# Is there an Orinthologist in the house?



## Kevin (Sep 18, 2014)

That's a bird expert not someone who works on your mouth. We have had a rock pigeon adopt us. It's been staying on our porch for 3 days. It has tags on both legs. One had a number on it but the last number was blurry. We looked up what numbers that were legible and it appears this may be registered with the American Racing Pigeon program . . . . 


 



 

We need to catch it again and try to get the rest of the numbers figured out. One band was green with no writing - it looks like it might be an RFD chip. The other was yellow with AU 2014 OKM 0282 we think it was released in Oklahoma City. 

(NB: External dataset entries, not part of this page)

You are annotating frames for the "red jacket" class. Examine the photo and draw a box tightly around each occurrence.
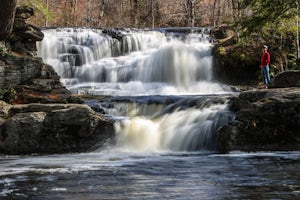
[260,51,270,67]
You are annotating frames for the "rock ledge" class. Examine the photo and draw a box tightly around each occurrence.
[0,101,114,155]
[217,87,300,153]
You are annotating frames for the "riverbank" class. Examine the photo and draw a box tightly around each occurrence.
[216,70,300,153]
[1,7,300,155]
[217,86,300,153]
[0,101,114,155]
[0,6,114,155]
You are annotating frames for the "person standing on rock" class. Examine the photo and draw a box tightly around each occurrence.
[260,45,271,89]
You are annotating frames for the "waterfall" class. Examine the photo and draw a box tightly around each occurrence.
[87,96,234,152]
[37,28,233,96]
[114,104,233,152]
[38,27,235,152]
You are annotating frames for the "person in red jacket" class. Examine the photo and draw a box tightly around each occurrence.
[260,45,271,88]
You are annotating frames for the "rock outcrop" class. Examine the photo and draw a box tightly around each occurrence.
[0,52,78,104]
[0,6,78,104]
[0,101,114,154]
[217,88,300,153]
[0,6,114,155]
[270,70,300,88]
[12,6,44,56]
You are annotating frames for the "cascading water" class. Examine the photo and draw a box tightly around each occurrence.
[0,28,300,200]
[37,28,235,152]
[85,95,234,152]
[114,101,233,152]
[37,28,232,95]
[1,28,299,200]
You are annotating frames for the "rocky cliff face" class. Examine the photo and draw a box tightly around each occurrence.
[0,6,75,104]
[0,6,114,155]
[217,87,300,153]
[0,101,114,154]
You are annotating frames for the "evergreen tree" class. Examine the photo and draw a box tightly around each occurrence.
[238,0,299,36]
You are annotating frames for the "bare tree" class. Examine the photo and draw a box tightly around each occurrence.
[151,0,155,28]
[186,0,195,27]
[23,0,221,28]
[213,0,222,27]
[146,0,162,28]
[0,0,17,40]
[296,1,300,60]
[96,0,106,27]
[131,0,139,27]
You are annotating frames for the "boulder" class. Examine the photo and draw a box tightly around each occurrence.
[4,112,47,153]
[270,70,300,88]
[0,102,114,154]
[217,88,300,153]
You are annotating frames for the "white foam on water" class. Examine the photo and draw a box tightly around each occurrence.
[37,28,233,96]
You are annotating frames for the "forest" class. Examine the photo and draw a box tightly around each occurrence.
[17,0,300,73]
[1,0,300,76]
[20,0,223,28]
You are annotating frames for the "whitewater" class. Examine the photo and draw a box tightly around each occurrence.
[0,28,299,200]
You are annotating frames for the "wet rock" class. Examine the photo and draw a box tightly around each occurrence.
[102,28,125,41]
[0,103,114,155]
[217,88,300,153]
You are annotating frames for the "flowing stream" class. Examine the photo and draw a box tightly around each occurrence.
[1,28,299,199]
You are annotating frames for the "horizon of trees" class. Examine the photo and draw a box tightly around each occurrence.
[18,0,240,29]
[1,0,299,71]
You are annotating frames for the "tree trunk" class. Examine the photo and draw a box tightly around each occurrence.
[188,0,195,27]
[45,0,49,27]
[86,0,91,27]
[97,0,106,28]
[0,0,17,40]
[213,0,221,27]
[132,0,139,27]
[151,0,155,28]
[296,1,300,60]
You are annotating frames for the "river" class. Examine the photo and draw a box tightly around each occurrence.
[0,28,299,199]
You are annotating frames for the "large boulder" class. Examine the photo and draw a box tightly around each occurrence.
[270,70,300,88]
[217,88,300,153]
[0,101,114,154]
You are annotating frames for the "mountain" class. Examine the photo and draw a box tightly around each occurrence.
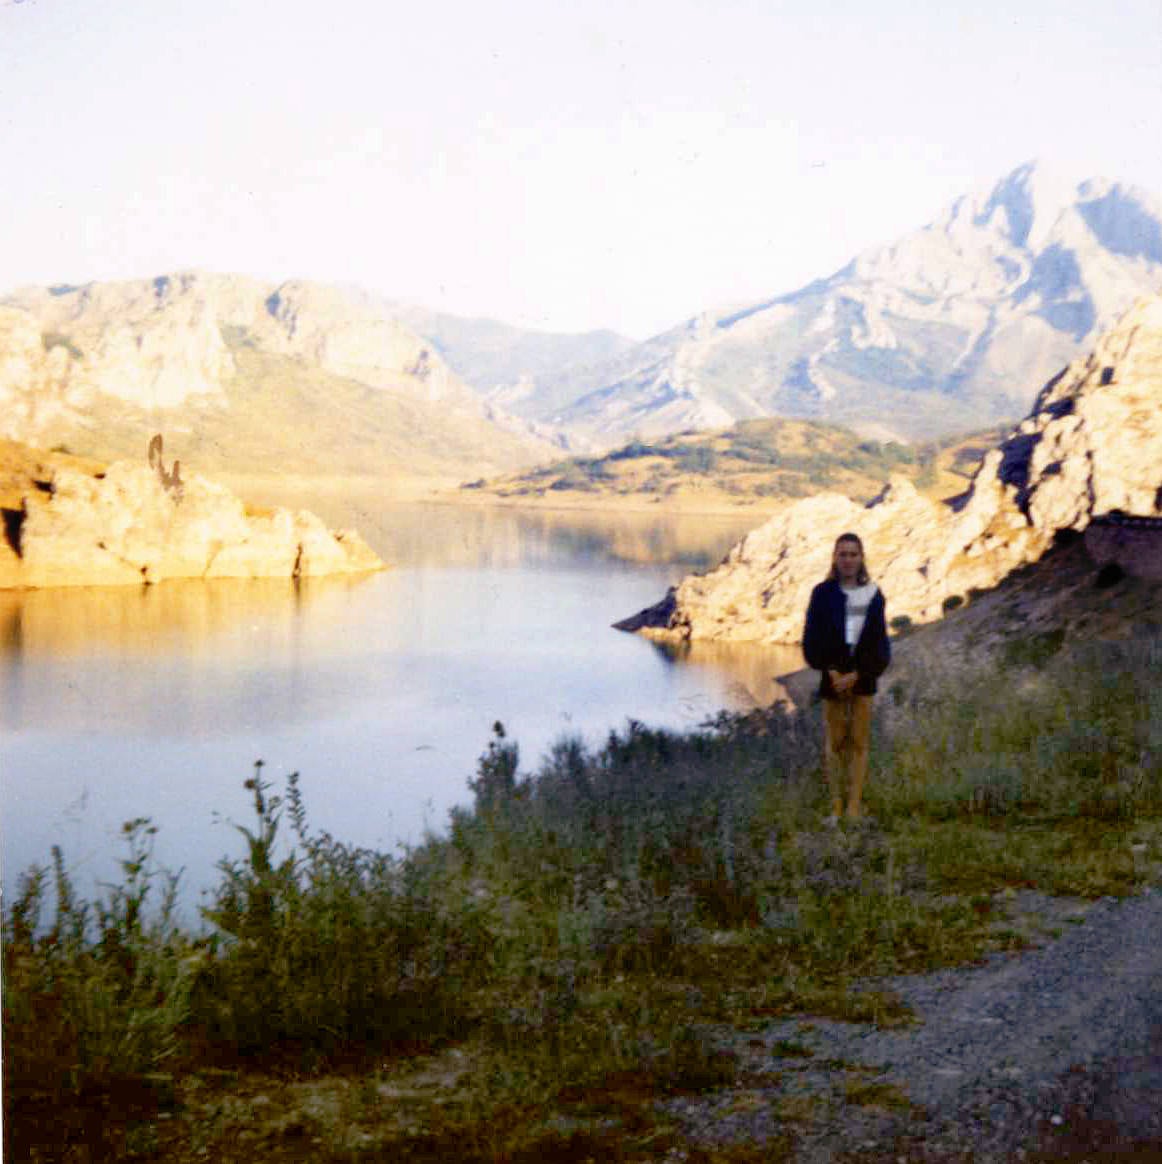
[616,292,1162,644]
[518,163,1162,446]
[389,305,636,431]
[0,273,557,478]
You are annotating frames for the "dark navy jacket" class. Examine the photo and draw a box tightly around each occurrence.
[802,578,891,699]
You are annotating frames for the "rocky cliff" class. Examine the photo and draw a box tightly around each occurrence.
[0,440,384,589]
[616,294,1162,645]
[516,163,1162,446]
[0,273,557,477]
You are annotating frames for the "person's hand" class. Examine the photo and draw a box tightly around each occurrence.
[828,669,856,695]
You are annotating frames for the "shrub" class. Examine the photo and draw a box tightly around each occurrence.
[2,820,193,1099]
[193,765,487,1056]
[673,445,718,474]
[1001,628,1065,669]
[41,331,84,361]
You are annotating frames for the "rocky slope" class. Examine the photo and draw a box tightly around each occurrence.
[389,304,634,434]
[0,273,556,477]
[527,163,1162,445]
[616,294,1162,645]
[0,438,384,588]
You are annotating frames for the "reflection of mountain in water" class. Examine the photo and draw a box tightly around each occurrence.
[0,573,381,735]
[222,482,765,571]
[651,639,805,709]
[0,574,370,658]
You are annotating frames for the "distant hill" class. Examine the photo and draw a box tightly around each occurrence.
[461,417,1007,510]
[389,305,635,432]
[0,273,557,478]
[478,162,1162,447]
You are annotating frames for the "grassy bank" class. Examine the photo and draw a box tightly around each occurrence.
[455,418,1011,512]
[5,632,1162,1161]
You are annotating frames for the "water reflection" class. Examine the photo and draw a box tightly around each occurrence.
[1,497,797,905]
[220,479,767,571]
[0,575,382,734]
[0,574,369,658]
[650,639,807,709]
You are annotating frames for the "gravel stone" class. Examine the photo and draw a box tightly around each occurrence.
[660,888,1162,1160]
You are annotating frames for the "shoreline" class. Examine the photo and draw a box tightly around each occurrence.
[216,470,793,520]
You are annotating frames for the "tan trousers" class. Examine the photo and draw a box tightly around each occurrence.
[823,694,873,819]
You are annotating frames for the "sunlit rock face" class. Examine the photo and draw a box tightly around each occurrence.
[524,163,1162,445]
[617,294,1162,644]
[4,461,384,589]
[0,273,556,475]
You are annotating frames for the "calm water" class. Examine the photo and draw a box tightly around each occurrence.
[0,498,803,911]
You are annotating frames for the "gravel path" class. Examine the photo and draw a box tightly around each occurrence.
[662,888,1162,1161]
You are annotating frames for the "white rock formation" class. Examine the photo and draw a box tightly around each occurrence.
[617,295,1162,644]
[5,461,384,589]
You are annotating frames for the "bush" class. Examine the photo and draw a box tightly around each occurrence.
[193,765,487,1056]
[2,821,193,1100]
[673,446,718,474]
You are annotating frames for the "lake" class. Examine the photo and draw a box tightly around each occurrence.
[0,495,804,915]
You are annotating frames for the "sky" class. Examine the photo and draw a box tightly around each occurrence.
[1,0,1160,339]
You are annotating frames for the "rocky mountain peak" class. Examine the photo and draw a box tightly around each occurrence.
[968,160,1078,250]
[1074,179,1162,263]
[524,164,1162,447]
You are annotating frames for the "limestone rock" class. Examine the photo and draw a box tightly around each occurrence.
[618,294,1162,644]
[6,461,385,589]
[0,272,557,475]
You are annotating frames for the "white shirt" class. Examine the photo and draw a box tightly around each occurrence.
[841,581,878,648]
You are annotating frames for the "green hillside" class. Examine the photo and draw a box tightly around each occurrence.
[464,417,1012,506]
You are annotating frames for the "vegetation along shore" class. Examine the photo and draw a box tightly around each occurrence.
[5,622,1161,1161]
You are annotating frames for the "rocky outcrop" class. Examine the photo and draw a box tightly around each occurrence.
[1,459,384,589]
[616,295,1162,644]
[1084,515,1162,582]
[0,272,558,475]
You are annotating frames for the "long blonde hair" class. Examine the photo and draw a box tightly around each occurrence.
[827,532,870,585]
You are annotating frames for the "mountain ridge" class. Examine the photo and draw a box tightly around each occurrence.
[421,162,1162,447]
[0,271,557,478]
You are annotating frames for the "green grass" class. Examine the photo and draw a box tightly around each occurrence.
[5,632,1162,1160]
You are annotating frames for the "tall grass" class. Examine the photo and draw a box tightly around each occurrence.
[5,631,1161,1158]
[3,820,193,1095]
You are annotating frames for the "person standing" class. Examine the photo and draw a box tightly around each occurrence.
[802,533,891,822]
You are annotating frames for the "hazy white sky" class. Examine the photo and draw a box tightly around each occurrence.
[2,0,1160,337]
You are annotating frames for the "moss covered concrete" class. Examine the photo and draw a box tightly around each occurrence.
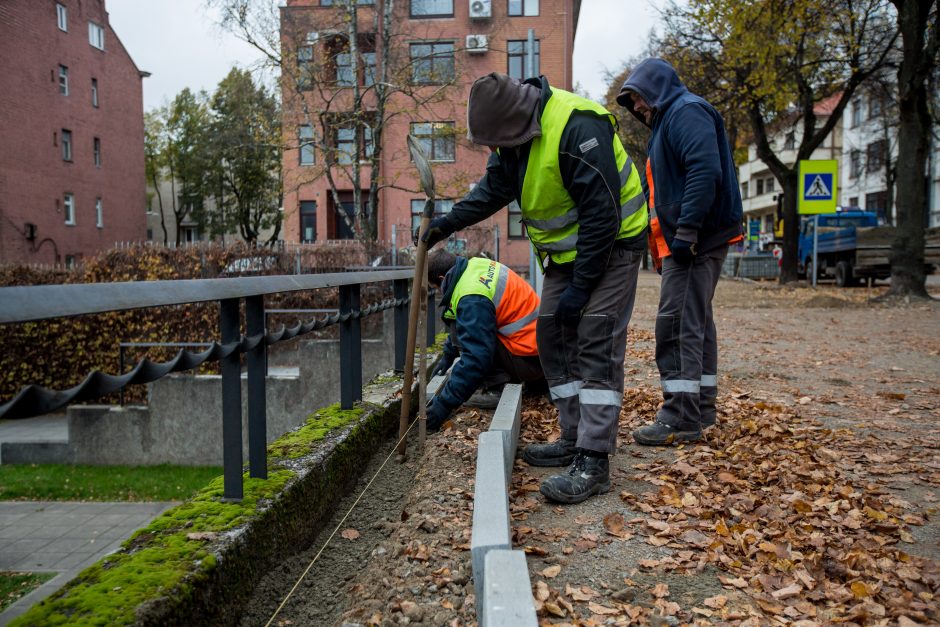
[9,374,430,626]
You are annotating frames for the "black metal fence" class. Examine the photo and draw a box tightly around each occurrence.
[0,270,437,500]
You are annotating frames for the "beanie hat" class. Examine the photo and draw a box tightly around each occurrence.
[467,73,542,148]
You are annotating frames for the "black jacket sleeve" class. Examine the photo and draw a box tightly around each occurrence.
[446,151,516,231]
[558,113,622,292]
[435,295,497,411]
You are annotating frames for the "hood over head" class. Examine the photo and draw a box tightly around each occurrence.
[616,58,687,127]
[467,73,542,147]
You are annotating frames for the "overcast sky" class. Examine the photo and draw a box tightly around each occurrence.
[106,0,662,111]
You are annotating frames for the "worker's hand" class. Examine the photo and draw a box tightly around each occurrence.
[432,355,455,377]
[425,399,452,432]
[554,285,591,328]
[419,217,455,248]
[670,238,697,265]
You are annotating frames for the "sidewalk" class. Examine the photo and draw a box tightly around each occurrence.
[0,500,176,625]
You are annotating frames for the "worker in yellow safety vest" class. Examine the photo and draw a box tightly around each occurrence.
[422,72,648,504]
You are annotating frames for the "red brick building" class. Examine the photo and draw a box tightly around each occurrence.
[280,0,581,272]
[0,0,147,267]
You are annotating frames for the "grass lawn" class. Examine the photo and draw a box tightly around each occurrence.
[0,464,222,502]
[0,572,56,612]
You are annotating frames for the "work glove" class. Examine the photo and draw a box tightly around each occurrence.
[425,399,452,432]
[419,217,456,248]
[670,238,697,265]
[554,285,591,328]
[432,354,455,377]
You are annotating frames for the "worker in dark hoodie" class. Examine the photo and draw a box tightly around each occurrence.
[616,59,743,446]
[424,249,545,428]
[421,72,648,504]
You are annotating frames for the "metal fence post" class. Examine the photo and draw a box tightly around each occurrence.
[393,278,408,373]
[246,295,267,480]
[220,298,243,501]
[339,283,362,409]
[426,287,436,347]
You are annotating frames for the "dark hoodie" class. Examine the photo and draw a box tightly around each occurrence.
[618,59,742,254]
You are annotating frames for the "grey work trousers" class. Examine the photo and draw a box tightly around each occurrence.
[655,245,728,430]
[536,247,642,454]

It is happily on the porch eating the bird seed we gave it. Anyone have a clue what this is all about?


----------



## eaglea1 (Sep 18, 2014)

Thats pretty cool, we have a number of those pigeon racers here, and they can make some big coins with their races.
I'm sure that once you have the numbers, someone will figure out whose bird it is..I will give them the numbers and
see what they have to say..

Reactions: Like 1 | Thank You! 1


----------



## Tclem (Sep 18, 2014)

I'm a goober ologist so I can't help you this time but very cool

Reactions: Funny 1


----------



## SENC (Sep 18, 2014)

Pull!

Reactions: Funny 7


----------



## eaglea1 (Sep 18, 2014)

They said right away, that it was released from Ok like you thought, but they can't tell me anymore until tomorrow

Reactions: Thank You! 1


----------



## SENC (Sep 18, 2014)

Keller spy pigeon, honing in on the magic forest?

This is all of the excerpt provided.